大学生の僕のところには、一風変わった人物が毎日のように訪れる。
支倉志乃。正真正銘の小学五年生の少女。黒い瞳に底知れない光を湛えた無口な少女は、自分の視点から見れば幼なじみというか、昔世話をしてあげた子供という所なのだろうけど・・・世間の人が見たら、一人暮らしの大学生の男のところに毎日のように通う彼女はどう見えるのだろうか・・・? そんな心配をしたくなるくらいには、志乃ちゃんは美少女だ。
しかし、志乃ちゃんはただの小学生ではない。その目と知性はいつも深淵と言える人の心の奥深くへと向けられていて、今日も彼女が興味を示したのは一つの不可能犯罪を扱った事件の一つだった。
Dead End Complex——目の前にはそんなつい「子供には相応しくない」、そんな風に言いたくなる内容の事件が広がっていたのだった・・・。
ミステリー? いや、単純にそう言う訳にはいかないミステリーの人気作の1巻です。

いや

随分と放置しちゃってたなあ・・・というのが本音なんですが。
多分この本を買ったのは1年は前だと思うんですけど、ついつい積まれてそのまましまわれて、コメント欄で読んでと言われて引っ張り出して読んで、遂に今日のこの日、感想となって出力されたわけです。もーなんというかそれだけで十分私的にはドラマなんですが・・・いや、面白かったですよ?
子供が中心のキャラクターでミステリという事になると、つい「バーロー」が口癖のあのマンガを思い出しそうですが、いやいや、全く別の印象というか、ああこういう切り口もあるんだなあ・・・としみじみ感じたりしました。

とにかく

死、というものに対する見方がライトノベルとしては珍しいんですね。
悪とか運命とか忌避すべきものとか・・・なんとなくそう言うことを言いたくなるのが「死」というものですが、この作品ではそこをさらに一歩踏み込むようなところで物語を作っています。

彼女は矛盾している。その存在自体が矛盾している。
死を志向する自分。死を蒐集する自分。それは生まれた時から、生まれる前から定められた運命。他の誰とも交じり合うことのない、真っ黒な魂。

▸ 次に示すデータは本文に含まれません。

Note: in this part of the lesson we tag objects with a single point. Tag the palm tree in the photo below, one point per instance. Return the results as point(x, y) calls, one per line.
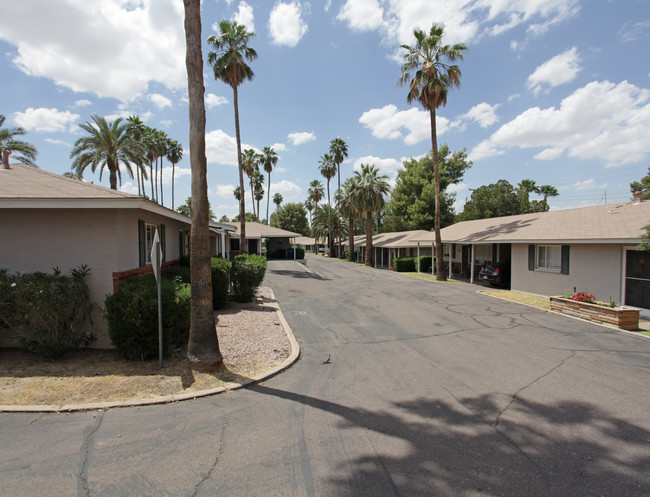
point(203, 345)
point(547, 191)
point(277, 200)
point(107, 146)
point(269, 160)
point(8, 144)
point(250, 160)
point(328, 169)
point(429, 84)
point(229, 65)
point(369, 191)
point(174, 155)
point(349, 210)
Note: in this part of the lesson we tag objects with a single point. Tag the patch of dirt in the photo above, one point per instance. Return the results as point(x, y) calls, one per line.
point(251, 338)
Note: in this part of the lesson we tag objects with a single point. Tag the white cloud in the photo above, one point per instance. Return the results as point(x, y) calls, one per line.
point(46, 120)
point(286, 25)
point(558, 70)
point(483, 114)
point(301, 137)
point(212, 100)
point(588, 184)
point(109, 47)
point(225, 190)
point(287, 189)
point(160, 101)
point(221, 148)
point(602, 121)
point(388, 123)
point(245, 16)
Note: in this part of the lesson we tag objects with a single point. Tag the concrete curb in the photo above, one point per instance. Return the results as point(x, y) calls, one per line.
point(293, 357)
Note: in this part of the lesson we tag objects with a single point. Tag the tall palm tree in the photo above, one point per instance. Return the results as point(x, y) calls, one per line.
point(107, 146)
point(328, 169)
point(429, 73)
point(8, 144)
point(547, 191)
point(229, 63)
point(349, 210)
point(269, 160)
point(277, 200)
point(203, 345)
point(250, 160)
point(174, 155)
point(369, 190)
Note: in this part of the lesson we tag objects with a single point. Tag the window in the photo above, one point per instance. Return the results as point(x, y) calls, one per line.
point(554, 258)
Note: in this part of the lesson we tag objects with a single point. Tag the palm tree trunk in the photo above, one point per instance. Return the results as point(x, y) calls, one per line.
point(203, 346)
point(440, 272)
point(369, 238)
point(268, 199)
point(243, 248)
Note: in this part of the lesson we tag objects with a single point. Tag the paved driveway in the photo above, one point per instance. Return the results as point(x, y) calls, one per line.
point(431, 389)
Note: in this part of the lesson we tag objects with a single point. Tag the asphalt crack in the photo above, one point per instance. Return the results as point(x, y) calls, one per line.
point(82, 480)
point(197, 487)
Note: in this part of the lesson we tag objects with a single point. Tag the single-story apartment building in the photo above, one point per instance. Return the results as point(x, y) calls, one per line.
point(48, 220)
point(590, 249)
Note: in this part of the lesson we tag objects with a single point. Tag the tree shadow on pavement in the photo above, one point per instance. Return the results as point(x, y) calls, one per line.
point(485, 446)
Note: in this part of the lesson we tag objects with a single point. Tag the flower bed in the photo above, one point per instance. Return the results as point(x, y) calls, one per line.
point(623, 317)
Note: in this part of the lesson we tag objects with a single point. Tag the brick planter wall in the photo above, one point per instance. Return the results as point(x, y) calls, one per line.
point(623, 317)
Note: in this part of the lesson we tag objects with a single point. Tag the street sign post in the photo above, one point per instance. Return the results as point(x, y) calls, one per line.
point(156, 261)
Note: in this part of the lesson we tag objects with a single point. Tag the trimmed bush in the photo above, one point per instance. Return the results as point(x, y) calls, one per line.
point(247, 274)
point(132, 316)
point(404, 264)
point(220, 282)
point(48, 312)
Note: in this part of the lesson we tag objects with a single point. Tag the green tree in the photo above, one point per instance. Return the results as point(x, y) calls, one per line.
point(291, 217)
point(428, 71)
point(186, 209)
point(642, 185)
point(8, 144)
point(369, 191)
point(412, 205)
point(269, 160)
point(494, 200)
point(107, 146)
point(203, 345)
point(229, 63)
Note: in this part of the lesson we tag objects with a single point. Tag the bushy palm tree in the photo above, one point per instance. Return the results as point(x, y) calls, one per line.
point(350, 210)
point(268, 161)
point(369, 190)
point(429, 72)
point(107, 146)
point(203, 345)
point(8, 144)
point(174, 155)
point(229, 63)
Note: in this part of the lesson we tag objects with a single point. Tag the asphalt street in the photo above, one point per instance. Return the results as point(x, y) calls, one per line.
point(431, 389)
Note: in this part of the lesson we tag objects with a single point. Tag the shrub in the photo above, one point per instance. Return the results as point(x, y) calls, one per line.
point(220, 282)
point(425, 263)
point(404, 264)
point(48, 312)
point(132, 316)
point(247, 273)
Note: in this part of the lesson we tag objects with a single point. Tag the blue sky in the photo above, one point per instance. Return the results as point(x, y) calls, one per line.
point(557, 91)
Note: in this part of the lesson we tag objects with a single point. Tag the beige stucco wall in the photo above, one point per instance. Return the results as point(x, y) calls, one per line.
point(595, 269)
point(106, 240)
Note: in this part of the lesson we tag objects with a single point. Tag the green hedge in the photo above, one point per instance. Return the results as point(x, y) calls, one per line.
point(50, 313)
point(220, 282)
point(132, 316)
point(247, 274)
point(405, 264)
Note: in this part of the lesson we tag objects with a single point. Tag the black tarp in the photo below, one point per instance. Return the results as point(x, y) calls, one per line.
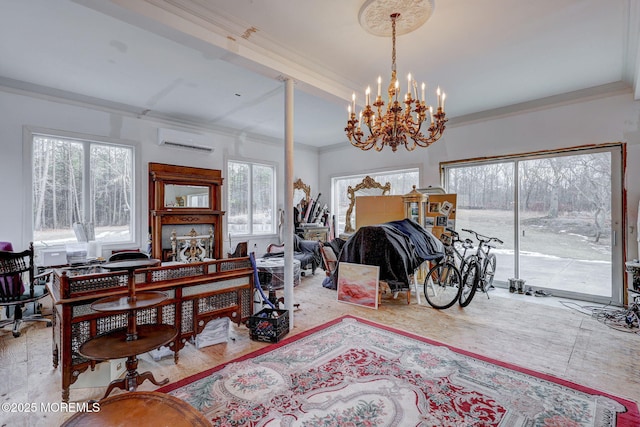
point(397, 247)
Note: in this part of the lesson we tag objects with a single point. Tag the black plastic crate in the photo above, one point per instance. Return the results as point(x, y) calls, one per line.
point(269, 325)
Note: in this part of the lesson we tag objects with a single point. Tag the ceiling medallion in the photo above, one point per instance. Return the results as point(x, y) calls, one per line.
point(395, 126)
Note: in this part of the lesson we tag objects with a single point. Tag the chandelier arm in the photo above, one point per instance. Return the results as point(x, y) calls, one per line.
point(397, 125)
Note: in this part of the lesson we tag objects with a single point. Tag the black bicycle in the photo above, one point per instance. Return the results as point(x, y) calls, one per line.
point(443, 283)
point(480, 270)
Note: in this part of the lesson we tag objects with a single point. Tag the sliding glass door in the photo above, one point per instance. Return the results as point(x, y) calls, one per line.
point(559, 215)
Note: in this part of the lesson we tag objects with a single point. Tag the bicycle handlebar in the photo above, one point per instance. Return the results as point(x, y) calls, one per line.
point(482, 238)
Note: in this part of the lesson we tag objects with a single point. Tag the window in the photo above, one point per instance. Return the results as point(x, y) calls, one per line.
point(81, 182)
point(402, 182)
point(558, 214)
point(251, 198)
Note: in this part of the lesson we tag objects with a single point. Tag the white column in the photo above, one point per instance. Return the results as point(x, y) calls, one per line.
point(288, 199)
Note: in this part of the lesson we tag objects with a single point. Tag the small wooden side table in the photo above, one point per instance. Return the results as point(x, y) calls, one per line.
point(140, 409)
point(134, 339)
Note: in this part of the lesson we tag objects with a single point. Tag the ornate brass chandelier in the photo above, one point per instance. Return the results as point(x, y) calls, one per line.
point(396, 126)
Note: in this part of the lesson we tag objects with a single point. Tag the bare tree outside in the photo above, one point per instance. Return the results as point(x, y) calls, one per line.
point(59, 195)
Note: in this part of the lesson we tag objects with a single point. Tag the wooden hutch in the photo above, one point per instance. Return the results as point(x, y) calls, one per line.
point(183, 198)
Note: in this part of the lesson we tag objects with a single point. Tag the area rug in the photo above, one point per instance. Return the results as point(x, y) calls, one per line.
point(353, 372)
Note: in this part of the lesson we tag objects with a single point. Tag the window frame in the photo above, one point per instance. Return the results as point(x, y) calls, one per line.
point(274, 196)
point(29, 132)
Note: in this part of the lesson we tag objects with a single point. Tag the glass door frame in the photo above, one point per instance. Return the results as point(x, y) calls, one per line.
point(618, 202)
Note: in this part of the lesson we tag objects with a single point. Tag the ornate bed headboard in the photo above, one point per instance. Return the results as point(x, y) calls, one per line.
point(368, 187)
point(192, 247)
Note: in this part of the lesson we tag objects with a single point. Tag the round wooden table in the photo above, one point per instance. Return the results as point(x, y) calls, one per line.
point(134, 339)
point(140, 409)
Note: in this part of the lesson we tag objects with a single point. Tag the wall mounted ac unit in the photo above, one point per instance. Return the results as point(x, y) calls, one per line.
point(184, 140)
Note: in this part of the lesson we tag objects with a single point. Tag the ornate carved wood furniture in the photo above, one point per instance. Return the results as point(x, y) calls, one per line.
point(192, 247)
point(141, 408)
point(183, 198)
point(134, 339)
point(368, 187)
point(196, 293)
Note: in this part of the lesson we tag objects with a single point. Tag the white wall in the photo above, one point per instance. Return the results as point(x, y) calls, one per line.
point(594, 121)
point(20, 110)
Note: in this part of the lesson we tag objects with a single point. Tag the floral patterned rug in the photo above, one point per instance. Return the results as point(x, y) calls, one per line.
point(352, 372)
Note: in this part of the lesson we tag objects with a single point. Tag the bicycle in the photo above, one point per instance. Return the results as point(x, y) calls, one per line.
point(481, 268)
point(443, 283)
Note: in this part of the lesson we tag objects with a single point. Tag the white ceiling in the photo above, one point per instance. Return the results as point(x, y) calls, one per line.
point(220, 63)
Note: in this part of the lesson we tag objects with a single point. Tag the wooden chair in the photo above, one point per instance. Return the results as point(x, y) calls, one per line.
point(19, 285)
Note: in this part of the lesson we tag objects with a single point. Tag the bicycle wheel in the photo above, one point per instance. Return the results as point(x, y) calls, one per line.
point(443, 285)
point(470, 279)
point(489, 271)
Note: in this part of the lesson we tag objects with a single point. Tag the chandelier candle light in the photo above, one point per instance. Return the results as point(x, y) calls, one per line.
point(395, 126)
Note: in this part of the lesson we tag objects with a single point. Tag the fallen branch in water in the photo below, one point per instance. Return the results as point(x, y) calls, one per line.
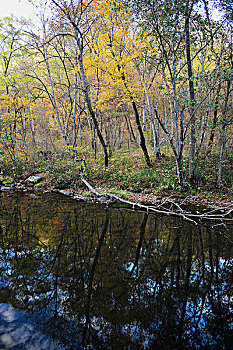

こんな描写のある本作ですが、それはしかし暗さを伴ったものではありません。
まるで荒野で一人朽ちていくのを待つ獣の死体のように、一種の自然の厳しさと気高さと醜さの入り混じったような印象があります。それがまた不快じゃないんですね。楽しいものではないのかも知れませんが、イヤではない。そういう話です。

しかし

何でしょうねこの読了感。寂寞たるというか粛々とした気分になるというか、背筋を伸ばしたくなるというか、そんな感じ?
だって「死」というものに面と向かった時って、結局は真面目に背筋を正すとか、そんな態度しか取れないものじゃないですか。悪趣味に「死」を笑えるのは映画の中やマンガの中や、あるいはもっと悪趣味になってもニュースの中くらいで、実際の葬式に顔を出したら笑ったりは決して出来ないものですよね。
愉快・・・とは言えないけれども、真面目にならざるを得ない、そんな印象を与えてくれる本です。

総合

でも面白い。星4つだな・・・。
これは1巻ですからまだまだ先があるわけで、続きが楽しみになってきました。でも何故かこの話の続きを楽しみに思うのが不謹慎なような気がするから人間は不思議です。まるで危険なおもちゃで遊んでいるような感じで・・・どうも落ち着きませんね。
そういえば志乃ちゃんは今をときめきそうな美幼女主人公(?)ですが、どーも浮ついた感じのしない作品ですねえ・・・まあテーマがテーマだから仕方がないか・・・。